Dec. 22, 2019 4th Sunday Advent A

Dec. 22, 2019 4th Sunday Advent A
Mary’s Well, Nazareth, Israel
It is said that in a small town everybody knows everybody’s business. And if they do not know, then people feel free to offer an educated guess. In a small town of 5,000 in the Ozarks area of Missouri, people used to gather every morning in a cafe to discuss over coffee, the weather, politics, and their neighbors’ business. Since the arrival of social media, however, the town folks have moved the conversations from the small cafe table to an online forum to write and comment surprisingly negative posts about one another under the anonymity of the internet. The character assassinations in these posts have caused much consternation in the town; the rumor mill on this social media site has caused fights, divorces, and mudslinging. 

It is estimated that Nazareth, the town in which Joseph and Mary lived, had only 400 inhabitants. Can you imagine what kind of rumor mill went around the town when a newly betrothed young woman was pregnant even before she lived with her fiance under the same roof? “Did you hear? Mary is pregnant! Joseph and Mary aren’t even officially married yet… I heard that Joseph is not even the father. How could she do that to him? I wonder who the father of the child is? What a disgrace!”   

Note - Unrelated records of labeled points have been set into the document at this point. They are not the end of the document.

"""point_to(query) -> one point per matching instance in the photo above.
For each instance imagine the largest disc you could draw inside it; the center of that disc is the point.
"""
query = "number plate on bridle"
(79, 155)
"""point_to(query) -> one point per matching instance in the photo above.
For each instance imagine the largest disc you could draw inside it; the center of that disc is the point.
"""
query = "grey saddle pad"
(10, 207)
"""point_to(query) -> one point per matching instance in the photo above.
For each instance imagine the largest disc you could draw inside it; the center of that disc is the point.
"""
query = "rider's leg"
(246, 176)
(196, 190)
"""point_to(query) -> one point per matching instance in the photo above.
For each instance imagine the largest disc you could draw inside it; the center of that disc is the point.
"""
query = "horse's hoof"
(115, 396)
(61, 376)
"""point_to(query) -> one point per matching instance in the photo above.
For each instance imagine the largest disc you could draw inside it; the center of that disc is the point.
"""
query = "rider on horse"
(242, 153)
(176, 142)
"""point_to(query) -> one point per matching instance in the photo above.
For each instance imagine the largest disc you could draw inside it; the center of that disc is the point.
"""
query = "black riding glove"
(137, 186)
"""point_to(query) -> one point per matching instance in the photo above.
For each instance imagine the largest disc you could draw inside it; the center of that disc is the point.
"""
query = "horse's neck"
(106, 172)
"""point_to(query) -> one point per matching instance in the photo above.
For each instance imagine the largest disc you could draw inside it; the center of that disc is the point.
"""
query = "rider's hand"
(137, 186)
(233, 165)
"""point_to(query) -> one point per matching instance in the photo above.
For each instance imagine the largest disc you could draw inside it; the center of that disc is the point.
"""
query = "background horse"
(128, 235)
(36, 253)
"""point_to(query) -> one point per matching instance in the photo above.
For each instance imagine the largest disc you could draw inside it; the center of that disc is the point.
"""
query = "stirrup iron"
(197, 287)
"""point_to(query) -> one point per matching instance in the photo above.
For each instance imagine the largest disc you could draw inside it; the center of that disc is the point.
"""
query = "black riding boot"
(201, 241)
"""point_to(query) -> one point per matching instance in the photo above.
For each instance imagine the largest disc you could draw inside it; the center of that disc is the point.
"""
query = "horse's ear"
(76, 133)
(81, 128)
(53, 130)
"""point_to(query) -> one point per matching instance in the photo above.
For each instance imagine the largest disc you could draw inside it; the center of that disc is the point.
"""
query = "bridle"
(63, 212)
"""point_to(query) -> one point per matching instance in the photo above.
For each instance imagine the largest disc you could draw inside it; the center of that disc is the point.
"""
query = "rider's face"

We cannot imagine the turmoil Joseph suffered interiorly and exteriorly. Perhaps he heard the whispers and saw the looks of his fellow town folk and relatives. He may have been advised by others to see his predicament in a practical, worldly way; Mary was a party to a scandalous pregnancy, and Joseph needed to act swiftly to condemn her as the law prescribed. He himself may have thought about all the reasons why he should walk away from this relationship. Yet, that’s not how Joseph made his decision. He was a man of prayer and integrity. He needed time to ponder, wrestle, and discern God’s way through the situation. 

How do we make decision in a difficult situation? Do we pause, ponder, and wrestle with God about the situation? Do we have the capacity to will what’s best for the other, even when we get hurt by the very same person? In Joseph we have a model for making decisions and dealing with doubts. Because he cared about the welfare and safety of Mary, Joseph decided to be kind and sensitive towards Mary and divorce her in secret. In this way she would escape the shame and even death by stoning. 

This was Joseph’s plan, but in a dream at night God intervened and invited Joseph to revise his original intention. In the night of faith, Joseph entrusted himself to God who was revealing something that he could not plainly see during the daytime. Through his faith, he was able to believe in what Mary and the angel told him about the extraordinary pregnancy and the child. Like Mary, Joseph said ‘yes’ to the will of God even though he did not understand. He abandoned himself to God and let go of his need to maintain his reputation and standing in his community. He emptied himself of his own plan of what his marriage to Mary should look like. He let go of trusting his own self and instead placed his trust in God. He understood his God-given purpose--to protect, nourish, and provide for Mary and her child. Joseph loved Mary so much that he suppressed his doubts about her chastity to allow himself to be regarded as the father of her child. 

In Joseph we see how we should greet changes and surprising stages of our lives. It is easy to be swept up by the voices that prompt fear of the unknown and doubts about our future. All the more we should cultivate our sensitivity to the promptings of the Holy Spirit, ready to obey and respond to what the Holy Spirit might suggest. Emmanuel--’God is with us’--in every stage of our lives. There is never an instance when God is not with us. If we are faced with difficult and doubtful circumstances, let us pray, ponder, and accept directions from God rather than relying on wordly suggestions.